This function collects the html files of the sec filings of a company from the EDGAR database and saves them in the running directory.
In this repository you will find the following files :
-
edgar_crawler.py : The python script containing the edgar_crawler() function.
-
SP500.csv : A .csv file containing the constituents of the S&P500 from October 3rd, 2019
-
test_SP500.py : A script to test the edgar_crawler function.
-
ticker_cik.txt : A file mapping all the CIK numbers from EDGAR to their coresponding ticker. File obtained from (http://rankandfiled.com/#/data/tickers)

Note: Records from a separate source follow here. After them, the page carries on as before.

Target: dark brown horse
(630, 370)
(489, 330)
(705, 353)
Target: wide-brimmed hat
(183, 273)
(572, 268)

The function edgar_crawler(ticker, filing_type, since_date) has three entries:
-
ticker: A string containing the ticker of the company from which we want to download the sec filings. Ex : 'aapl', 'msft', ...
-
filing_type : A string containing the type of report that we want to download. Supported types: '10-K' (Annual report) '10-Q' (Quarterly report) NOT TESTED 'DEF-14A' (Shareholders proxy statement) NOT TESTED
-
since_date : A string containing the date from which we want to download the filings. Must be in the format 'YYYY-MM-DD'. Ex : '2000-01-01' will download all the filings from January 1st, 2000.
Example:
edgar_crawler(' aapl ', ' 10-K ', ' 2000-01-01 ')
will download all the annual report of Apple since January 1st, 2000. It is this example that is executed if you run edgar_crawler.py directly.
To download all the annual report from the companies in the SP500 since 2000, execute the following command in the terminal window:
python3 test_SP500.py
Make sure the terminal environment is running from the "edgar_crawler" directory.
This project runs on python 3.7.5. To install python visit the following page : (https://www.python.org/downloads/)
The following python package were used:
- requests
- beautifulsoup4
- pandas
- os
- timeit
- datetime
Python comes with the package installer "pip". To install the package execute the following command in the terminal:
pip install requests
pip install beautifulsoup4
pip install pandas
pip install os
pip install timeit
pip install datetime
- beautifulsoup - The parsing library used to parse the HTML from EDGAR.